Le vieil adage « les ennemis de nos ennemis sont nos amis » ne vaut pas pour François Hollande. En tous cas, pas toujours. Dans son discours à la conférence des ambassadeurs, jeudi 28 août, le président de la République a longuement parlé de la situation au Moyen-Orient et de la menace représentée par l’Etat islamique (EI). Comment la combattre ? Il a d’abord répété ses regrets qu’à l’été 2013, l’utilisation d’armes chimiques par le régime de Bachar el-Assad ait été laissée sans réponse. Aujourd’hui, face à l’avancée des djihadistes de l’EI qui rêvent d’installer un « califat » à cheval sur la Syrie et l’Irak, le dictateur de Damas se présente volontiers comme un partenaire indispensable. C’est non, a assuré François Hollande. « Bachar el-Assad ne peut être un partenaire de la lutte contre le terrorisme, c’est l’allié objectif des terroristes », a-t-il dit. La position des Etats-Unis est officiellement la même mais les Américains, qui ont repris leurs bombardements en Irak, se demandent comment vaincre l’EI sans le frapper aussi en Syrie et comment bombarder sans information voire sans autorisation du gouvernement de Damas.
Un autre Etat « voyou » de la région entend profiter de la situation pour se refaire une réputation. L’Iran est venu en aide à l’Irak, y compris à la région autonome du Kurdistan, en leur livrant des armes, sans toutefois envoyer des combattants. Il a souligné aussi la communauté d’intérêts avec les Etats-Unis dans cette affaire. Les modérés du régime des mollahs ne seraient pas mécontents de se rapprocher des Occidentaux et d’obtenir quelques bénéfices dans la négociation sur le programme nucléaire iranien, qui traverse une passe difficile.
Devant Téhéran, le président de la République n’a pas fermé la porte. Tout en rappelant que la France a montré plus de fermeté que ses aillés occidentaux dans la négociation de l’accord intérimaire sur le nucléaire, en novembre 2013, il a évoqué la possibilité d’une coopération élargie. A certaines conditions toutefois. « Je récuse tout lien [entre le nucléaire et l’Irak], il n’aurait aucun sens, a-t-il déclaré. L’Iran doit tout simplement avoir le courage de prendre les mesures qui démontreront, de façon vérifiable et incontestable, son renoncement à une capacité nucléaire militaire. C’est vrai que la crise irakienne démontre que nos préoccupations ne divergent pas toujours avec l’Iran et que ce pays peut être un interlocuteur s’il décide, c’est la condition essentielle, de s’inscrire dans les principes qui permettent un échange sincère et utile. La France est prête à considérer l’Iran comme tel. Mais à ces conditions et seulement à ces conditions. »

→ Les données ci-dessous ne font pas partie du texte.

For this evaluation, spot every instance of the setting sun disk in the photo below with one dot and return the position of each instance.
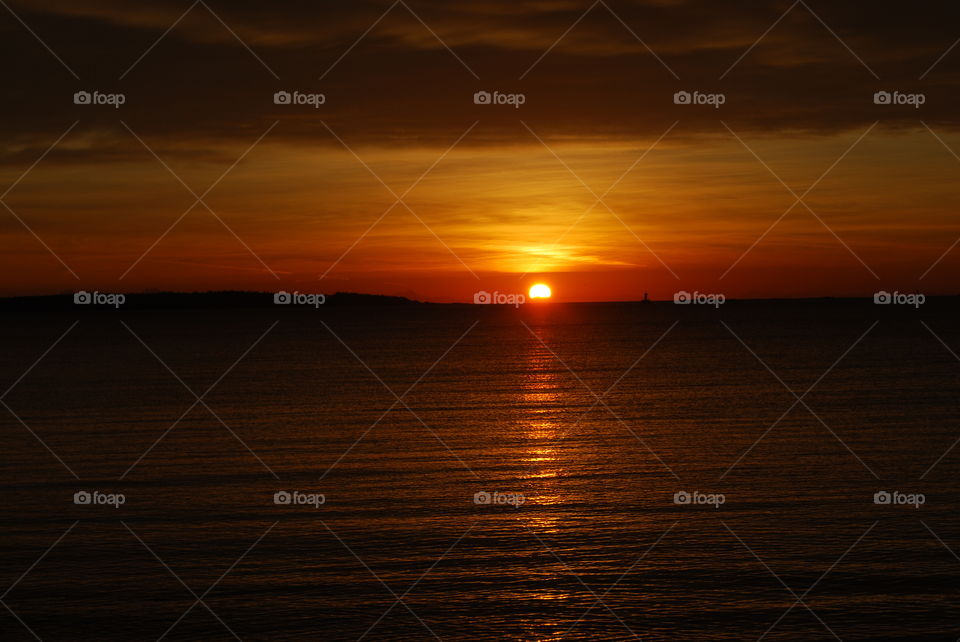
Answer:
(540, 291)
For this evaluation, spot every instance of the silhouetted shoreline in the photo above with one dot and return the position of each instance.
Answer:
(245, 299)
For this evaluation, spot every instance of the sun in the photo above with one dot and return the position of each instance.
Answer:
(540, 291)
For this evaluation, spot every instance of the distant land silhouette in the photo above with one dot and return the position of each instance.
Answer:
(246, 299)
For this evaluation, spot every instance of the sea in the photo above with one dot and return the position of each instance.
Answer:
(780, 470)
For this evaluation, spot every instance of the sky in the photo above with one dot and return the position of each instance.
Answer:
(799, 184)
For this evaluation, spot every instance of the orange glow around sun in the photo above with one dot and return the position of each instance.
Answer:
(540, 291)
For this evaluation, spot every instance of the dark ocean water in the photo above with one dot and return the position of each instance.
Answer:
(598, 414)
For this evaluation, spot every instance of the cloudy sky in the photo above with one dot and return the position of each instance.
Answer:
(798, 184)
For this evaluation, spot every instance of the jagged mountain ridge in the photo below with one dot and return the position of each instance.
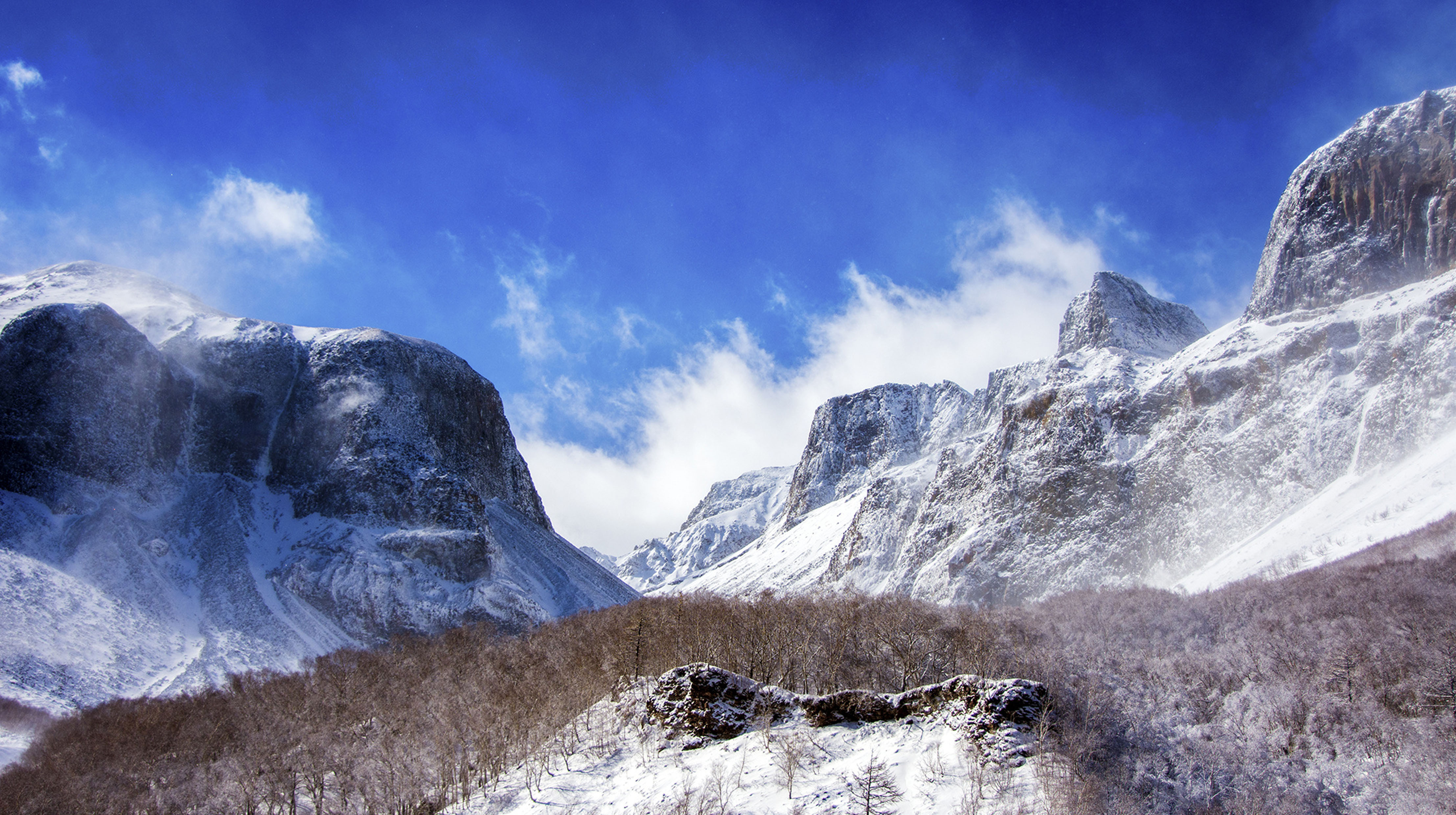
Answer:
(188, 494)
(1145, 452)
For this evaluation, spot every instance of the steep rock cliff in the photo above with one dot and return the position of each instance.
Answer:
(185, 494)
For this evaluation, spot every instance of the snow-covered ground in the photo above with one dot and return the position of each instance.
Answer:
(618, 763)
(1355, 513)
(12, 744)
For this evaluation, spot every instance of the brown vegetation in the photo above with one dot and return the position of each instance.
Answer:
(1324, 692)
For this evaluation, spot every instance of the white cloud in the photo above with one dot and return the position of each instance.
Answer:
(525, 314)
(21, 76)
(50, 151)
(241, 210)
(728, 407)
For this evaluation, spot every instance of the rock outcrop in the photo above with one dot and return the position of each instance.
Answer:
(1117, 312)
(701, 702)
(229, 494)
(1371, 212)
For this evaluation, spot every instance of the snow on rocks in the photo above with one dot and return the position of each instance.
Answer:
(1149, 452)
(1117, 312)
(1371, 212)
(701, 738)
(1104, 468)
(187, 494)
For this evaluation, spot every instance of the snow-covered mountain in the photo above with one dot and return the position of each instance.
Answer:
(187, 494)
(1149, 450)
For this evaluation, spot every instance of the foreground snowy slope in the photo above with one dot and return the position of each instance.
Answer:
(188, 494)
(1146, 452)
(633, 755)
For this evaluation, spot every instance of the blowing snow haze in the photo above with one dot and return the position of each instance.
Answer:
(793, 388)
(669, 232)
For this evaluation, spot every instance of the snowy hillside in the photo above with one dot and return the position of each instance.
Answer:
(1148, 450)
(643, 753)
(190, 494)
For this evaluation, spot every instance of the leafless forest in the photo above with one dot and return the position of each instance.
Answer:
(1324, 692)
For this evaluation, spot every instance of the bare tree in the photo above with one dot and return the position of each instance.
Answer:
(873, 789)
(790, 755)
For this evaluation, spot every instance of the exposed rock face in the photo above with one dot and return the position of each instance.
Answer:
(860, 436)
(1148, 452)
(1119, 314)
(230, 494)
(702, 702)
(1371, 212)
(731, 516)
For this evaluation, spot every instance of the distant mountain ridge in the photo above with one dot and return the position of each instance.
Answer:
(1151, 450)
(188, 494)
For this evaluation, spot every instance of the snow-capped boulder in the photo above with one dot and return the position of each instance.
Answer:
(1117, 312)
(1371, 212)
(701, 702)
(185, 494)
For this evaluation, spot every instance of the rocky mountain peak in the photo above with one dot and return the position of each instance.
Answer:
(1371, 212)
(855, 437)
(1117, 312)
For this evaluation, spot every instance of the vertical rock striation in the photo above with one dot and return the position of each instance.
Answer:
(1371, 212)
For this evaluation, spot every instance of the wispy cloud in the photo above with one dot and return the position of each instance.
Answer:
(525, 314)
(728, 407)
(241, 210)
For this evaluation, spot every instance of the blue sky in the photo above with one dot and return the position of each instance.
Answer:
(667, 230)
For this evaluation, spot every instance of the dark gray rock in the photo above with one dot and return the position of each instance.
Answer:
(702, 702)
(1117, 312)
(855, 437)
(85, 396)
(1371, 212)
(385, 429)
(226, 494)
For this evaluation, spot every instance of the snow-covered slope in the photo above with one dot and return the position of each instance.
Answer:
(1152, 452)
(627, 757)
(728, 517)
(188, 494)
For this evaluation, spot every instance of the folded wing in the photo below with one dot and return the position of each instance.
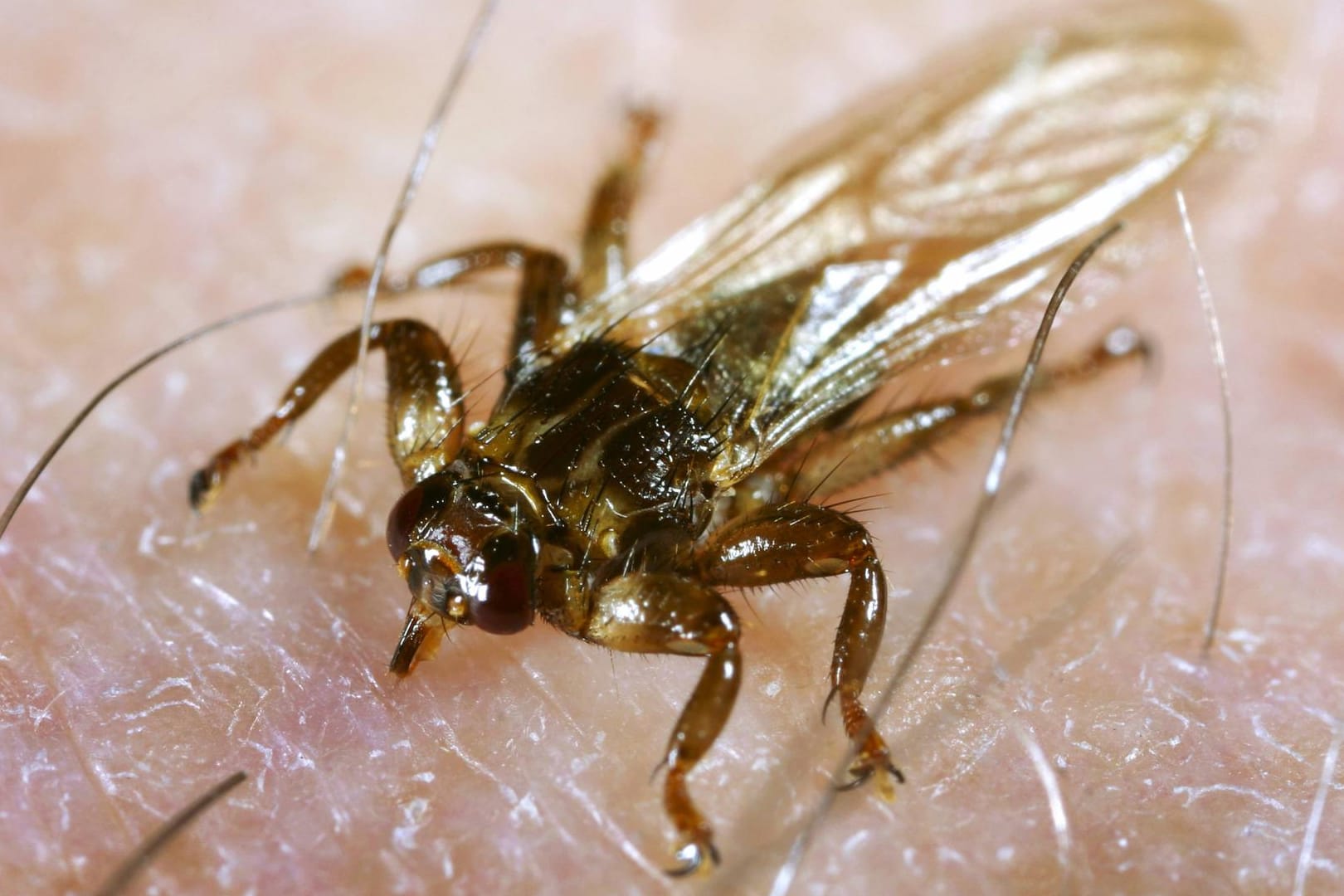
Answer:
(929, 222)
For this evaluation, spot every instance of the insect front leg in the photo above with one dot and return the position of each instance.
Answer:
(657, 613)
(606, 230)
(424, 405)
(789, 542)
(544, 290)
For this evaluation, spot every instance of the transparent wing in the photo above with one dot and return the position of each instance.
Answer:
(929, 222)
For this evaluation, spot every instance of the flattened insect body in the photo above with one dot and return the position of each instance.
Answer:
(600, 494)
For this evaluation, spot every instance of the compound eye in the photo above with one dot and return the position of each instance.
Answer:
(421, 503)
(504, 605)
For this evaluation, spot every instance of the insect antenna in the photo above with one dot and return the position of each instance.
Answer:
(990, 492)
(1215, 343)
(424, 152)
(147, 850)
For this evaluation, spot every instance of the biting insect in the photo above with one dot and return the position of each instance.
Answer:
(665, 429)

Ces propos rappellent « la main tendue » de Barack Obama aux mollahs au début de son premier mandat en 2009. Son offre avait été ignorée. Depuis la situation a changé. A Téhéran un président considéré comme réformateur, Hassan Rouhani, a remplacé Ahmadinejad. La création d’un Etat islamiste dominé par les radicaux sunnites dans les pays voisins a de quoi inquiéter le guide suprême du chiisme iranien, l’ayatollah Khamenei. Dans la lutte que se livrent les modérés et les durs au sein du régime iranien, les premiers peuvent tirer avantage à la fois de la menace qui pèse sur la région et du rôle que l’Iran pourrait jouer s’il redevient un acteur international accepté.
Il est donc habile de la part de la France de jouer cette carte sans pour autant lâcher du lest dans la négociation nucléaire engagée depuis plus de dix ans. Mais en soulignant la possibilité pour l’Iran de redevenir un interlocuteur, François Hollande montre que la possession de l’arme nucléaire n’est peut-être pas le seul moyen pour un grand pays de jouer un grand rôle dans son environnement.